Today, Troy Davis gets his day in court.
Davis was convicted of the 1989 killing of a police officer, Mark MacPhail. Since his trial, seven of the nine witnesses have come forward and recanted, with several saying they were pressured by police into fingering Davis -- one now points to the ninth witness as the real murderer. The incident brought some much needed scrutiny to the general (and generally unknown) unreliability of eyewitnesses. Just to put this in perspective, three-quarters of those exonerated by DNA testing by the Innocence Project were wrongly identified by eyewitnesses. There is no physical evidence linking Davis to the crime.

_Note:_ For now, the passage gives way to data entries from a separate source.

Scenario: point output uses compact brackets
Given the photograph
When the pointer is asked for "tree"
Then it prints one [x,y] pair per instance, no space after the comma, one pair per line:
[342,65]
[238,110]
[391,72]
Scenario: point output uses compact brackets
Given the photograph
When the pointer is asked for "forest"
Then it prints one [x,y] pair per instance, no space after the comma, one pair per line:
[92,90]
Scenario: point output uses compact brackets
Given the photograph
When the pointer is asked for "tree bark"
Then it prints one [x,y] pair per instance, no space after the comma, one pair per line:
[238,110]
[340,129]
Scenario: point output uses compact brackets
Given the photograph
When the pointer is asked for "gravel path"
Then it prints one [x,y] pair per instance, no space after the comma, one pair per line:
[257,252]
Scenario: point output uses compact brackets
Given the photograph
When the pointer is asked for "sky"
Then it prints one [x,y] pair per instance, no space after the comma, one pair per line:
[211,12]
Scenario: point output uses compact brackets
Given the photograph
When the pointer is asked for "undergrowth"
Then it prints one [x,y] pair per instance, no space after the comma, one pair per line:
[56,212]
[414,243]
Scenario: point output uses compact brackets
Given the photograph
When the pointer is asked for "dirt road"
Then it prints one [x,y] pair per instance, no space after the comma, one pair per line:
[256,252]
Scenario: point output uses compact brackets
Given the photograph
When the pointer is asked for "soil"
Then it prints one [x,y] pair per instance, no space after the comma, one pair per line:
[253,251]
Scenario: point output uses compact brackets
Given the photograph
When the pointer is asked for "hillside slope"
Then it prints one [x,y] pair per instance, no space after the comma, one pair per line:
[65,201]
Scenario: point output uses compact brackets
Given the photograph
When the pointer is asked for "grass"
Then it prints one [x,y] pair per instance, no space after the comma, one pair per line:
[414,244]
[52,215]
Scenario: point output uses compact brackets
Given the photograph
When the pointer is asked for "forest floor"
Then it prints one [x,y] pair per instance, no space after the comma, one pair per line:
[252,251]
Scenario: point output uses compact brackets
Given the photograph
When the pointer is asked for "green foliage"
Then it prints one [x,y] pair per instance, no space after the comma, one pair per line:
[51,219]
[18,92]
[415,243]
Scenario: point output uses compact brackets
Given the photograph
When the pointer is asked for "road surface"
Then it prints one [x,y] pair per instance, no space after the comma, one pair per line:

Davis has come close to being executed (once his execution was put off two hours before his lethal injection was scheduled to go through), but last August the Supreme Court voted to force a Georgia District Court to reconsider the facts of the case and to make a finding as to Davis' innocence. Antonin Scalia and Clarence Thomas were the sole dissenters in the 6-2 decision (Sonia Sotomayor did not vote) in which Scalia argued that “this court has never held that the Constitution forbids the execution of a convicted defendant who had a full and fair trial but is later able to convince a habeas court that he is ‘actually’ innocent.” Most people would not describe a trial in which most of the witnesses said they lied or were coerced by police as "free" or "fair," but then again most people don't have the Founding Fathers as imaginary friends. MacPhail's family has also maintained they want Davis executed, but most people understand that the state doesn't have a compelling interest in the ritual execution of a potentially innocent man on the basis that it might grant the surviving victims of the crime some emotional closure.
I'd revisit the argument over Scalia's remarks, but I think they speak for themselves. The judge isn't expected to rule anytime soon.